The Curse of Knowledge and Logical Gaps
Your reader cannot read your mind. They only have the words on the page.
When we write, we know exactly how all the pieces connect, so the connections feel obvious to us, and we skip over them. To the reader, those skipped connections are logical gaps: moments where the logic is clear in the writer's mind but missing from the text.
The Curse of Knowledge
We inadvertently create logical gaps because we have a cognitive bias called the Curse of Knowledge: once you know something, you can no longer imagine what it feels like not to know it. The information feels so obvious that it doesn't need to be explicitly stated. So you don't — and you leave the reader to fill in the gap themselves.
The more expertise you have, the harder it is to explain your expertise to someone else. We can't imagine what it feels like to not know what we know, so we tend to under-explain and over-estimate the reader's background information.
The curse of knowledge affects everyone, even experienced writers.
What a logical gap looks like
A logical gap appears when two sentences don't visibly connect. The writer sees the connection in their mind, but they don't show it on the page.
This example from psychology can be fixed by making the difference explicit:
Participants were randomly assigned to the control or experimental group.
Participants were randomly assigned to the control or experimental group. The experimental group completed an additional two-hour session each week, and drop-out rates in this group were higher.
This example from environmental science can be fixed by making the reason explicit:
Nitrogen runoff from agricultural fields increased significantly between
1990 and 2020.
Nitrogen runoff from agricultural fields increased significantly between 1990 and 2020. Because nitrogen is a key nutrient for algal growth, blooms became more frequent in the lake.
This example from law can be fixed by making the threshold explicit:
The regulation required companies to disclose emissions data annually.
The regulation required companies to disclose emissions data annually. The exemption threshold was set at fewer than 50 employees, so small businesses were exempt.
This example from software engineering can be fixed by making the reasoning explicit:
The API rate limit was set to 100 requests per minute.
The API rate limit was set to 100 requests per minute. During peak hours, traffic regularly exceeded this limit, causing several users to report failed requests.
Most logical gaps can be resolved by applying old to new consistently: start each sentence with something the reader already knows before introducing something new.
How to find your own logical gaps
You cannot reliably spot your own gaps. Because you already know the missing information, your brain fills it in automatically as you re-read. The text looks fine to you because in your mind, it is.
The most effective solution is to ask someone outside your field to read your text and mark every place they had to stop.

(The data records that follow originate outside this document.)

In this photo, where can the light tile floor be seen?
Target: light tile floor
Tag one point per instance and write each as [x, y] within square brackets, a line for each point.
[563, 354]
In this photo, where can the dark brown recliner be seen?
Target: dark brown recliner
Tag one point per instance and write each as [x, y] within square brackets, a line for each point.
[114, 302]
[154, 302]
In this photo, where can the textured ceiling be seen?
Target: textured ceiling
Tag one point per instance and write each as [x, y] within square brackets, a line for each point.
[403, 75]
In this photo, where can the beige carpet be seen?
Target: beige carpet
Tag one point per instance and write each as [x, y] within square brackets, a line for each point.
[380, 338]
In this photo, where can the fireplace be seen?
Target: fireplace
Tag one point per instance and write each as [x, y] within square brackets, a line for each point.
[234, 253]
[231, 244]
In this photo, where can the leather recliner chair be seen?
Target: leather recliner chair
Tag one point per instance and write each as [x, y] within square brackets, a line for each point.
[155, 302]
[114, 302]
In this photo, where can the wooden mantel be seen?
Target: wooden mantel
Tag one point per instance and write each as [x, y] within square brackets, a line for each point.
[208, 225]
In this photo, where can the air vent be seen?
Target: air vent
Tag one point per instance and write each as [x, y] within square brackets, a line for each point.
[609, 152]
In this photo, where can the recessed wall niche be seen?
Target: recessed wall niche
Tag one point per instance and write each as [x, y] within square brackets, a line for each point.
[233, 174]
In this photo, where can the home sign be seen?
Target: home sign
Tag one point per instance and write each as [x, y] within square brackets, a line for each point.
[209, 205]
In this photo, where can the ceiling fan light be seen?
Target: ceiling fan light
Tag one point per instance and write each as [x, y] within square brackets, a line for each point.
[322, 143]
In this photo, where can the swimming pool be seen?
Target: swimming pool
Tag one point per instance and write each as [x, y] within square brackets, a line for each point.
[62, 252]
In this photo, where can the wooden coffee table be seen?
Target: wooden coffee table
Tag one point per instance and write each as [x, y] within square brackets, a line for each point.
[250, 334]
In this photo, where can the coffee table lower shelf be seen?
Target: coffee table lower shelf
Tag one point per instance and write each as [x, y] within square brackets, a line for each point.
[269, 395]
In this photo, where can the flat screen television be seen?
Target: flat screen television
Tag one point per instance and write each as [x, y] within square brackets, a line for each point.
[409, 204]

Ask someone who is not familiar with your work — not your supervisor, not a close colleague. People who know your field will automatically fill in the gaps rather than flag them. To make this work, find someone outside of your field and listen to what they have to say.
A reader will stop reading when they are confused about how the parts all fit together. These moments of confusion happen when the connections are not explicit, so the relationship does not appear to be logical to another person's mind: logical gaps. If you can figure out where these logical gaps happen, you can fill them in for the reader using given to new.
At each gap, try asking yourself: "What do I know here that I haven't written down?" The answer is usually what you need to add.
Why does this work?
Readers learn by connecting new information to what they already know. If a new idea arrives without a visible link to what came before, the reader has to stop and figure out the connection themselves (or give up).
When you fill in the logical gaps, you do that work for the reader. The text flows because all the connections are on the page, and the reader doesn't have to do any guesswork.
How important is it to overcome your curse of knowledge and fill in logical gaps?
On a scale of 1-10, it's a 9: very important. A logical gap stops your reader completely. No amount of good writing elsewhere will save you when a reader simply cannot figure out how two ideas connect to each other. Are you finding logical gaps in your writing? Ask for help!